While we know that gospel principles are eternal, we must also admit that the language used to describe them changes over time. And now we have a tool for discovering and analyzing how Church leaders have changed their descriptions of the gospel over the past 160 years.
BYU Linguistics professor Mark Davies has released his Corpus of LDS General Conference Talks, a database containing General Conference talks since 1850 (some 10,000 talks and 24 million words) along with robust tools for searching and analyzing how the language in the talks has changed over time. This corpus, or collection of texts, is just the latest of several that Davies has made available to researchers, including his 400 million word Corpus of Historical American English and his 410 million word Corpus of Contemporary American English.
This is much more than just a long word processing document and better than average search tools that allow you to find every time the word “green” appears. The texts in this corpus includes much more information than just words. The texts are dated and have been analyzed to identify the part of speech of each word. And the search tools are much more sophisticated than those you will find in any word processor. Users can search not just for a word, but for its synonyms also, essentially allowing users to search for a concept instead of just a word (searching for “sin” and its synonyms also finds evil, wickedness, iniquity, crime, transgression, immorality, transgress, err, wrongdoing, lapse, debauchery, depravity, turpitude, misdemeanor and misdeed).

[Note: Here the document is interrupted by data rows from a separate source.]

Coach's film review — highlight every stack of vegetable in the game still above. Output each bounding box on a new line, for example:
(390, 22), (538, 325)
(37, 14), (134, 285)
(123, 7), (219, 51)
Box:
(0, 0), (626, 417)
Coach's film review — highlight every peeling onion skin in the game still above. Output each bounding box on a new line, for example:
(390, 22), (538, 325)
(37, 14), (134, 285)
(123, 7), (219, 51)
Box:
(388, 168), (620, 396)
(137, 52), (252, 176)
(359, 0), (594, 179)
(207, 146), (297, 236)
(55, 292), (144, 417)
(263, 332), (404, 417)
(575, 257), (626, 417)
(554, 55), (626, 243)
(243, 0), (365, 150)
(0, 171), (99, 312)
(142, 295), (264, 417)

Best of all, users can look at the frequency of these words and concepts over time, learning, for example, that the concept of “sin” was mentioned twice as often as it is now in the 1850s, and 50% more through the 1880s, before falling to a level 20% lower than now in the early 1900s. The concept was again a popular topic int eh 1960s and 1970s (50% more than now) before dropping back down again.
Late last fall Google introduced a tool with some of these capabilities, drawing a few posts here on the bloggernacle about how it could be used for Mormon Studies (see J. Max Wilson’s post at Millennial Star and my own on a still unexplained Mormon literary mystery on A Motley Vision). We were then unaware that Davies already had a tool that provided the same information and allowed more sophisticated searches. While not as large as Google Books, which includes 500 billion words, the tools in Davies’ smaller (400 million words) Corpus of Historical American English are much more sophisticated, and Davies argues that, at least for researchers, his corpus is more useful.

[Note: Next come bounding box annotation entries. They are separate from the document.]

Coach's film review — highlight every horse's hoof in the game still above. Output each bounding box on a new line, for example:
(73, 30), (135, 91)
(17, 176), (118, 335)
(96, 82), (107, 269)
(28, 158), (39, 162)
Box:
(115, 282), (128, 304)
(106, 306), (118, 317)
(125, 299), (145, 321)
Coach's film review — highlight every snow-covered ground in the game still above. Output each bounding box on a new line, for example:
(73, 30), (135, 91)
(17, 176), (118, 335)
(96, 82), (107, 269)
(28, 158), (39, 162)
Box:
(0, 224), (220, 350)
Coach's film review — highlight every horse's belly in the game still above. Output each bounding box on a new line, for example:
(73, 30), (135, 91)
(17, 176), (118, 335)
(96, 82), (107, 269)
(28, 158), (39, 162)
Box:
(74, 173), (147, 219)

Unfortunately, the interface for using Davies’ corpus isn’t as easy to use as Google’s—mainly because it is so much more sophisticated. It is hard to make more complex tools easy to use—sophistication comes at a price. Davies’ system also doesn’t give the nice graphs that Googlelabs’ project provides. However, its easy to take the data from Davies’ corpus and copy it into a spreadsheet, where any spreadsheet jockey worth his salt can produce very nice graphs.

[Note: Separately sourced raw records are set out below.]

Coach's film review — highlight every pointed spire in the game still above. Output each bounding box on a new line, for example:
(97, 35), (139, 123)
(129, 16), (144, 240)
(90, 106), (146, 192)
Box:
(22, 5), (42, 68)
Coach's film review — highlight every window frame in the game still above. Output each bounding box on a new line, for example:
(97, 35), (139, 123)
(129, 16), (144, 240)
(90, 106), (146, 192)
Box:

But perhaps most importantly, Davies’ General Conference corpus has one overriding advantage over any other—it is limited to just Conference talks. Searching on Google Books’ ngrams viewer or even on Davies own Corpus of Historical American English tells you about overall use of words and concepts—it gives you an idea of how the culture as a whole used language. The General Conference corpus helps us understand the word use of a much smaller group of people—LDS general authorities. That restriction alone makes this corpus extremely useful to Mormon Studies.
Of course, this also begs the question “what other corpora could be useful to Mormon Studies?” Off the top of my head it should be possible to put together corpora for things like the text of Mormon periodicals, Mormon missionary diaries (from BYU’s collection), the Deseret News and even the collection of contemporary Mormon texts we call the bloggernacle. I wonder what we could learn if we were able to analyze these corpora also?